As with all earnest and ambitious attempts at
total theater, Vespertine’s will be vulnerable to parody, camp, and unwitting pops
of the proverbial balloon. I don’t see how it’s possible to avoid some
glitch in the matrix—like catching the Ronald McDonald you hired for a kid’s birthday
taking a cigarette break. There’s bound to be something like a dropped glass or
passing glimpse of routine Earth life out the window.
But I respect the extent and courage of Kahn’s imagination,
and his willingness to take the financial risk of bringing a grand fiction to life.
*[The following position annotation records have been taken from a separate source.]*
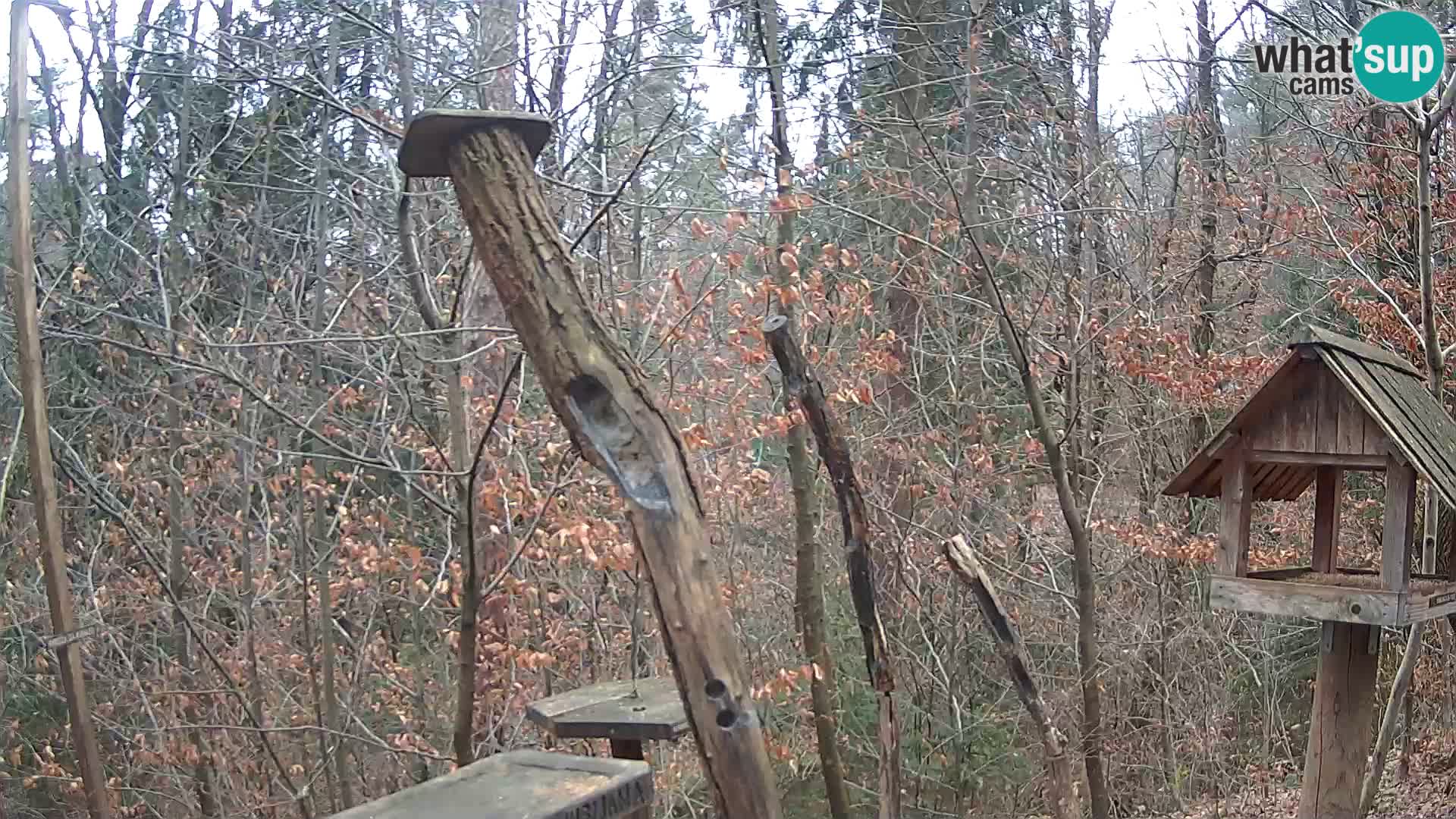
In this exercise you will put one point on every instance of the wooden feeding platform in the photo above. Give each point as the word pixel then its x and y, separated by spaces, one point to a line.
pixel 625 713
pixel 522 784
pixel 1334 406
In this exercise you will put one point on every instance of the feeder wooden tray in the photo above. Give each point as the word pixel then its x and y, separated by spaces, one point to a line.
pixel 522 784
pixel 651 710
pixel 1347 595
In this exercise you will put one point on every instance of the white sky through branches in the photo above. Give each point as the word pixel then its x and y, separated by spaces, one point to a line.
pixel 1144 60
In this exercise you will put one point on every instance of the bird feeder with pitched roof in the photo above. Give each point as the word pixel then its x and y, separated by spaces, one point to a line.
pixel 1332 406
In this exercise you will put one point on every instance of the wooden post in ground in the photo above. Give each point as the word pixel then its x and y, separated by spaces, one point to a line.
pixel 20 281
pixel 1340 722
pixel 604 403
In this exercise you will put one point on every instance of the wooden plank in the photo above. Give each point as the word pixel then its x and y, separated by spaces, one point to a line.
pixel 1351 419
pixel 1266 483
pixel 1400 526
pixel 1294 483
pixel 1288 573
pixel 1365 382
pixel 1363 463
pixel 1360 350
pixel 1305 601
pixel 612 711
pixel 1433 425
pixel 1340 723
pixel 1301 411
pixel 522 784
pixel 1237 509
pixel 1427 423
pixel 1329 488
In recent memory, I've seen no offering like it in Los Angeles--really, and that's saying a lot. The aesthete and
the contrarian in me want Kahn to pull this off.
Phase one of my Vespertine experience--making the reservation--has ended. Reserving through a ticketing website is nothing new for venues with high-end tasting menus. But never before have I been asked, as I was in the final screen of the process, if anyone in my party has extreme fear of heights. A message warned that part of the evening will involve traveling to the top of the
tower. (I thought I read “tower.” I was in a hurry to fill out the
form before the impatient Tock system could boot me out, rescinding my hard-won reservation slot, for a second time.) Yes, I mused, take
me to the tower!
Maybe, like the spaceship I have in mind, it’ll take flight. If not, I'll always remember how good was the hype.